Why on earth would you believe anything out of a marketing director's mouth, ESPECIALLY when said marketing is AMD's? A talking alligator trading swamp gas is more reliable then AMD's marketing. This is the same AMD that decided to give nvidia more then half the GPU market, the end with super lucrative parts, on a silver platter while chasing scraps.
Somehow, I doubt AMD is going to have navi (or VEGA 2) ready to fight volta anytime soon. VEGA will most likely be pascal level, and three months after vega releases nvidia will paper launch volta and completely derail the VEGA train. I'd love to be wrong, but there is no evidence to support vega being titanXP level.
This is actually another article about nothing. Well, I guess it's because you already own a GTX 980 and even gamers rarely upgrade every generation?
By now the 1060 is a healthy 5-10% behind the 480, and the 580 is just expanding that lead.
GTX 1060 clearly beats RX 480, unless you cherry-pick AMD-favoring games. It even does better with it's 6 GB than RX 480 with it's 8 GB. Even though GTX 1060 is the least efficient Pascal chip, it still is much more efficient than RX 480. RX 580 only manages to close some of the performance gap, at the cost of terrible efficiency. Only a fanboy would choose RX 480/580 over GTX 1060, which is clearly reflected in the sales where GTX 1060 crushes it.
1) HBM2 costs vs GDDR5X? (Please provide link showing direct comparison)
2) Weaker than 1080 Ti? (Based on what? Link please)
They aren't losing marketshare anymore. The midrange-only 400 series was calculated to maintain marketshare while costing AMD very little money since their main focus is Zen.
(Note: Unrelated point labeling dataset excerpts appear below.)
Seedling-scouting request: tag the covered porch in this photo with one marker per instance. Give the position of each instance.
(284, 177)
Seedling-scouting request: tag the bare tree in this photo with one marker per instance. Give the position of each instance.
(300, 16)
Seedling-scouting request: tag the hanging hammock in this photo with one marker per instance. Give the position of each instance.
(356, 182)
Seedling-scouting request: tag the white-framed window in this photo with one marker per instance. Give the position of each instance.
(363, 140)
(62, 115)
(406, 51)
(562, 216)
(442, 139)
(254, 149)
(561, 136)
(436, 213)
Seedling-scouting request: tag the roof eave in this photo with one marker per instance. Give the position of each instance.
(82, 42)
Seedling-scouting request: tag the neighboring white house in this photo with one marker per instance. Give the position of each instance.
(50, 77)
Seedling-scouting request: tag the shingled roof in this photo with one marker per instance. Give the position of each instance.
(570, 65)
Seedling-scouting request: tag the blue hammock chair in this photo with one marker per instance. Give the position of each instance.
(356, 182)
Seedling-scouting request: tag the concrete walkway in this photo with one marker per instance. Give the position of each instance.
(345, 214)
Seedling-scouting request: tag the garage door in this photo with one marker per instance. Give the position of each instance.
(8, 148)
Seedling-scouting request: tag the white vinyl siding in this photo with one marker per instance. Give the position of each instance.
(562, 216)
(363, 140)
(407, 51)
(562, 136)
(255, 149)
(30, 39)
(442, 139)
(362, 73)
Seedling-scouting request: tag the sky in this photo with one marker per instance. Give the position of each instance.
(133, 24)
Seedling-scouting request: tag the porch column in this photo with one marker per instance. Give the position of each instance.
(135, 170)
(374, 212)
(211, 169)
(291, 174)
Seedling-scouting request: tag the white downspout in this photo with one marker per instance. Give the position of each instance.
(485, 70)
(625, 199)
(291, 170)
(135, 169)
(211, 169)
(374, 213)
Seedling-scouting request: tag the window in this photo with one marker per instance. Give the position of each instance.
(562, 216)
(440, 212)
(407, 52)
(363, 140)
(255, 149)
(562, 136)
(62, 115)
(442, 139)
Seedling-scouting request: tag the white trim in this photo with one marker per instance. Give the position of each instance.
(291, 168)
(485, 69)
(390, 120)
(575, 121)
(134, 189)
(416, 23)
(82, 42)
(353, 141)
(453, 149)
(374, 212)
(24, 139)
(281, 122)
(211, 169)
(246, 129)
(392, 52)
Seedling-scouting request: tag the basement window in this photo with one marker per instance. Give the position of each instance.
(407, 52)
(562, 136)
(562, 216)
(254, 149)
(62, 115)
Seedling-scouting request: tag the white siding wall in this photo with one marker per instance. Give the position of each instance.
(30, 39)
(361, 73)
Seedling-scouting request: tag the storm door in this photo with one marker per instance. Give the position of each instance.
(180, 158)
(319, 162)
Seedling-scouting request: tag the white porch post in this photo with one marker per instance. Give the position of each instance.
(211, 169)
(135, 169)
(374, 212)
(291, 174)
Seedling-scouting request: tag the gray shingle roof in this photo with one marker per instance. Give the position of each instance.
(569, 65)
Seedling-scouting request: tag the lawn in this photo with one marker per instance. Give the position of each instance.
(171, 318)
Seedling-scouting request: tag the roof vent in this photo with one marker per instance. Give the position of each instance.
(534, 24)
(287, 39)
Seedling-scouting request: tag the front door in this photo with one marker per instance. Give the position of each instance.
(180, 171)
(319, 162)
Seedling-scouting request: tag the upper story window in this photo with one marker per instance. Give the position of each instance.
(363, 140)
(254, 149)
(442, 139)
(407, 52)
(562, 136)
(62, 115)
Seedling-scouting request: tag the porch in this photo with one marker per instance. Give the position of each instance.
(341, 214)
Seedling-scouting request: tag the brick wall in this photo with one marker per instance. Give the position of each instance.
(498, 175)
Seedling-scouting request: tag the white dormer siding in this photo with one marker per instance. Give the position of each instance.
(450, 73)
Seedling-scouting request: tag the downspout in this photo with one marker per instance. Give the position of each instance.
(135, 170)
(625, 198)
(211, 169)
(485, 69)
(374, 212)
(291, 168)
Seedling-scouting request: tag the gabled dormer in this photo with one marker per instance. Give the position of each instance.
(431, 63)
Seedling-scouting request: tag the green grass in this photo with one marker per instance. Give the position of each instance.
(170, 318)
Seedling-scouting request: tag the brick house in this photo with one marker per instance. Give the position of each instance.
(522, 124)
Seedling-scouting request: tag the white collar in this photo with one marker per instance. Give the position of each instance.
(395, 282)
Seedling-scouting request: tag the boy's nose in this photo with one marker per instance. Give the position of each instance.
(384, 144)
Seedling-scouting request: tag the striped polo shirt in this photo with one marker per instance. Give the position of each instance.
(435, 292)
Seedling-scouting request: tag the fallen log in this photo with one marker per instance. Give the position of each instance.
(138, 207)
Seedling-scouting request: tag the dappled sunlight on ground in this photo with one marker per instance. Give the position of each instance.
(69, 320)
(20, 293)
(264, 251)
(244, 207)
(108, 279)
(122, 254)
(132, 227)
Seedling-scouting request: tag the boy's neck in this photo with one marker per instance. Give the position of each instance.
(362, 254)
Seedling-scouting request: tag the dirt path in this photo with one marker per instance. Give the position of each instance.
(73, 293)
Now Zen is out, and they can go for the high end again. Radeon typically only releases Halo Products every 1.5 - 2 years, and every time we come close to a product launch people act like AMD hasn't released anything "Because they can't! AMDead!". But IT'S A CONSCIOUS BUSINESS DECISION.
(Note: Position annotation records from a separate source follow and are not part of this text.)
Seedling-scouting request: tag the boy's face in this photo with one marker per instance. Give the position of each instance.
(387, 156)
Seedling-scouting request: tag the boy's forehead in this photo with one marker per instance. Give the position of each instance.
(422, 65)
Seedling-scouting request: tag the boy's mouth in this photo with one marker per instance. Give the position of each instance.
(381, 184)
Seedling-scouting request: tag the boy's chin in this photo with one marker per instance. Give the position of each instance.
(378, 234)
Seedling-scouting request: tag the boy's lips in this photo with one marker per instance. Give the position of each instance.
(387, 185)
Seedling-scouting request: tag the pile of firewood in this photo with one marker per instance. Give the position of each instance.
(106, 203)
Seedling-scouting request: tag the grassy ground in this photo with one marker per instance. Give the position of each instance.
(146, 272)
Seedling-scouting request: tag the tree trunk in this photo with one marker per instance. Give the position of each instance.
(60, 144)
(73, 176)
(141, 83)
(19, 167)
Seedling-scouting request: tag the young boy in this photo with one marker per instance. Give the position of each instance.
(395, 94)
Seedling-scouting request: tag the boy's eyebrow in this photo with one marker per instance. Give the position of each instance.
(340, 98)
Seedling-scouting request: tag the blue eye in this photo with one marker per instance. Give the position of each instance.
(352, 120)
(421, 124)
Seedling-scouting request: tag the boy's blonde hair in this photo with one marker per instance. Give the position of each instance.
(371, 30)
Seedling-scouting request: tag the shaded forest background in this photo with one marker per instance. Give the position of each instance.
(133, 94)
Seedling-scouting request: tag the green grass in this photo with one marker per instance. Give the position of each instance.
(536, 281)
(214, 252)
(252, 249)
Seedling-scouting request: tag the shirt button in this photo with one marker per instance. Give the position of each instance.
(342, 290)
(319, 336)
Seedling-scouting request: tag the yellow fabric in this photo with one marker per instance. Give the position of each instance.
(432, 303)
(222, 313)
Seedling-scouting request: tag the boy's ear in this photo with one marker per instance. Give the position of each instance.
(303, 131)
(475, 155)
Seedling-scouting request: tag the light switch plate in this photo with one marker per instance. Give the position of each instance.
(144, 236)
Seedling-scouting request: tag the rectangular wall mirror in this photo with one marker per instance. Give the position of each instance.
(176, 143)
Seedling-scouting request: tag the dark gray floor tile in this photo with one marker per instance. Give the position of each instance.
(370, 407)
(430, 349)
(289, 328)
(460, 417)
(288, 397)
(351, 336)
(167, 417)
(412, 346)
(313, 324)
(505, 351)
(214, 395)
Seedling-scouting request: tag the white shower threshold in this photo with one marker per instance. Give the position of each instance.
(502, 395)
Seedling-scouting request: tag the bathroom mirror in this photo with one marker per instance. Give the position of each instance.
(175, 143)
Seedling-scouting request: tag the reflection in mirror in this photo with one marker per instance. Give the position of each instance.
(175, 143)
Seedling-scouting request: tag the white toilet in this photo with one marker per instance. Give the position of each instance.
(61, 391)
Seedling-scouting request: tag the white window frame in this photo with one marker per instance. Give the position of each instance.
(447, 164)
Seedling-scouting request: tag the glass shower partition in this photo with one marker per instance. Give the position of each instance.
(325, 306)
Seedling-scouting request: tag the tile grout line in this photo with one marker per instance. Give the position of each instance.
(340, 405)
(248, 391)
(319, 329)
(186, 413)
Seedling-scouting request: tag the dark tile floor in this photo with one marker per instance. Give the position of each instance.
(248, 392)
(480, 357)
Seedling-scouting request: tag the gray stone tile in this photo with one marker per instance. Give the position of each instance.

We don't know exactly how good Vega will be. But it is laughable to suggest that it won't match the 1080 Ti because it couldn't. It can, and most leaks point to it being able to at least trade blows.
^When you remove the Nvidia-nerfed games the 480 almost always wins, and btw the 3GB 1060 is lucky to be competition for the 470 4GB. That is, unless you like stuttering on an outdated framebuffer size.
Even when you throw in the rarely working Gamesworks games, the 480 typically only loses by 5% or so. I would say the extra VRAM and lower price MORE than make up for that. The 1060 fell quite short of expectations (Like mose x60 cards have the past few years).